Our Supreme Court issued a new opinion on employer/employee relations—written for the majority by the newest justice, Neil Gorsuch. https://www.washingtonpost.com/blogs/plum-line/wp/2018/05/21/the-supreme-court-just-made-it-easier-on-employers-and-harder-on-workers/?utm_term=.738599494186 Of course, the media on both sides claim a conservative victory or the liberals say it’s a fatal strike against labor.
The politicians and the media make a big deal of Neil Gorsuch as the newest justice. Will he make a big difference for conservative causes? I’m not so sure. Certainly, a president can influence the direction of the court—especially if they have the opportunity to appoint several people to the court. Politicians warn people if they vote for the “wrong” candidate the country will be ruined forever by a crazy Supreme Court. So, the selection of Neil Gorsuch took on ominous consequences.
But how powerful and meaningful are these appointments—really?
Look at this example from history. It may put this fear into perspective. When Dwight Eisenhower was president (ancient history, I know!) in the 50’s, he appointed a solid politician from California to the Court—Earl Warren. Warren started his career as the prosecutor in Oakland, California. He ran for office on a law-and-order platform, promising to “get tough on criminals.” After his successful work there, he ran for governor of California and won. He dreamed of himself running for president and launched a campaign for that in the early 50’s. When he got the to Republican convention in 1952, it became obvious that he didn’t stand a chance. He was much more a politician than Neil Gorsuch.
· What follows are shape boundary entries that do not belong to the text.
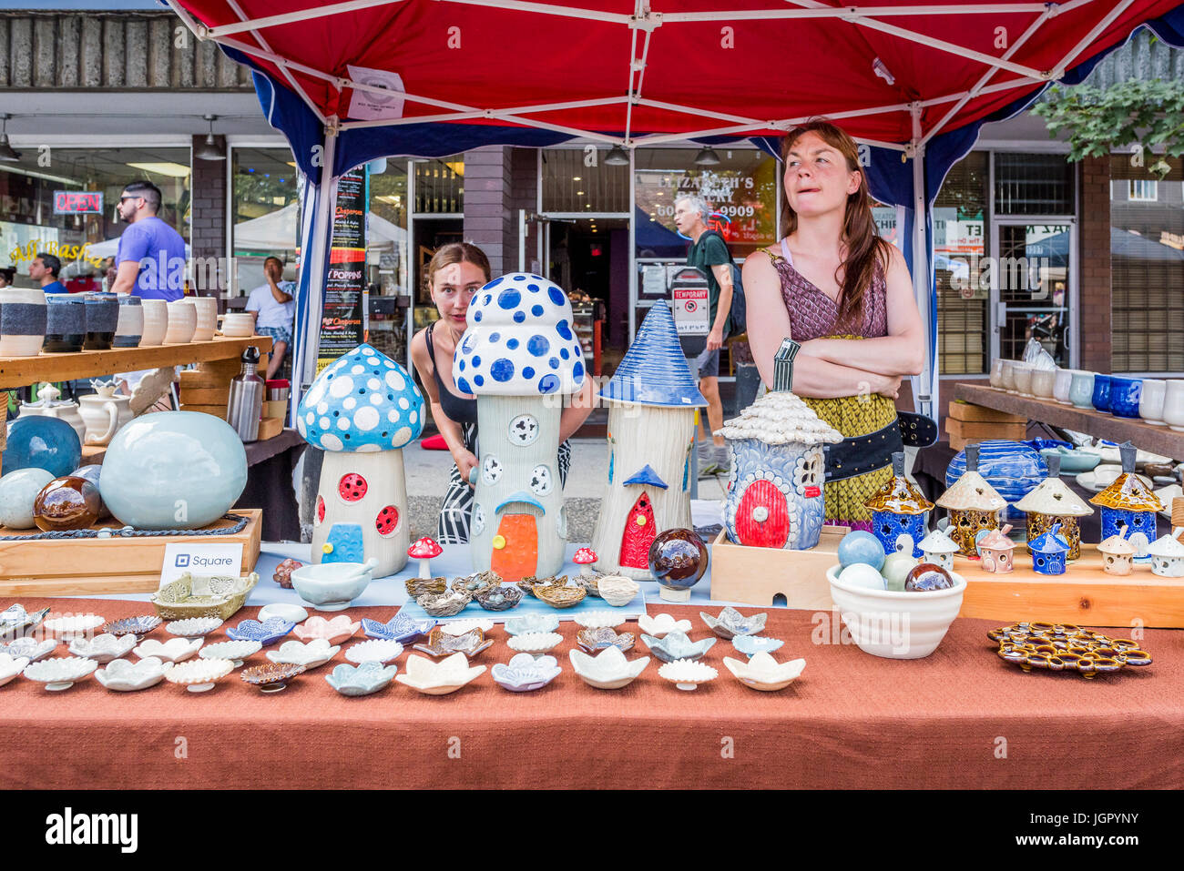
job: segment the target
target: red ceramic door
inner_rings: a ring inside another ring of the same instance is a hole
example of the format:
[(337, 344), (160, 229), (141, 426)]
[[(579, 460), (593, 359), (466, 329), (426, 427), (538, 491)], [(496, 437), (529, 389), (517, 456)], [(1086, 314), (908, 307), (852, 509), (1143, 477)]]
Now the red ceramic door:
[(790, 537), (790, 514), (785, 493), (773, 482), (761, 478), (744, 491), (736, 509), (736, 535), (741, 544), (754, 548), (785, 547)]
[(506, 514), (494, 536), (490, 568), (503, 580), (521, 581), (535, 573), (539, 564), (539, 527), (534, 515)]
[(649, 493), (643, 492), (625, 521), (625, 531), (620, 536), (620, 564), (628, 568), (649, 568), (650, 544), (657, 534), (654, 505), (650, 504)]

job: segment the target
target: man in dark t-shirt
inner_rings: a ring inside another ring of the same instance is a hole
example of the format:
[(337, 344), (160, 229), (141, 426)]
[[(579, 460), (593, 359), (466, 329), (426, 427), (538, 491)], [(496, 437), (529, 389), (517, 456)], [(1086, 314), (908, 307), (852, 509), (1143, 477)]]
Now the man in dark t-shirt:
[(710, 211), (699, 196), (680, 196), (674, 204), (674, 222), (678, 232), (690, 237), (687, 265), (697, 266), (707, 276), (709, 333), (707, 348), (695, 360), (699, 367), (699, 391), (707, 400), (707, 431), (701, 433), (699, 469), (707, 473), (728, 471), (728, 449), (722, 437), (712, 433), (723, 426), (720, 402), (720, 348), (723, 347), (728, 315), (732, 311), (732, 256), (723, 237), (708, 232)]

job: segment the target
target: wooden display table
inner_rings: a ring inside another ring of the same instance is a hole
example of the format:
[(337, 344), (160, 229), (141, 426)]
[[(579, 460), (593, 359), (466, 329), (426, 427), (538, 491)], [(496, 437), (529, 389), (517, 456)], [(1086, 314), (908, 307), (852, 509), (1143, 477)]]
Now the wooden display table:
[(1008, 393), (987, 385), (957, 385), (954, 399), (964, 399), (999, 412), (1023, 414), (1029, 420), (1062, 426), (1118, 444), (1130, 440), (1143, 451), (1184, 459), (1184, 432), (1176, 432), (1166, 426), (1154, 426), (1138, 418), (1115, 418), (1113, 414), (1103, 414), (1093, 408), (1077, 408), (1050, 399), (1021, 396), (1018, 393)]

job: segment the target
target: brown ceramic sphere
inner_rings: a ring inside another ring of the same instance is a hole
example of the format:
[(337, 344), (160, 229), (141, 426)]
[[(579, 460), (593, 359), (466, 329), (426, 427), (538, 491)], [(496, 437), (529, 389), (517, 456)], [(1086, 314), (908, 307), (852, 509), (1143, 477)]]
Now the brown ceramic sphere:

Instead, he switched his allegiance to the popular general, who had just decided that he was a Republican, and persuaded the California delegation to do the same. Warren even made the nominating speech for Eisenhower.
Of course, Eisenhower went on to defeat Adlai Stevenson in the general election. As a reward to Warren, Eisenhower appointed the former prosecutor and law-and-order man to the supreme court. He appeared to be a solid conservative like Neil Gorsuch.
At first, Warren was quiet but he gained political strength and became the chief justice. During the 60’s the Warren court veered far to the liberal side in defense of criminal rights. Warren and his colleagues decided many far-reaching cases. They protected the rights of criminals against brutal and aggressive police tactics. The law-and-order people and conservatives went nuts. They felt like Warren had “turned on them.”
Eisenhower even said, “Warren was the worst damn decision I ever made as president.” What will President Trump say of Neil Gorsuch in the future? Will Justice Gorsuch rubber-stamp opinions for the conservatives?
Here’s the point. Even though the supreme court nominees appear to think in a particular fashion, once they get a lifetime appointment they are free to decide cases in any way they like. And, many times, they surprise their strongest supporters by doing, not what the politicians want, but what their conscience dictates.
At least, Justice Neil Gorsuch had a solid record as a judge—even if you disagree with some of his decisions. How he will vote in the future? Neil Gorsuch probably doesn’t know until the specific cases reach his desk.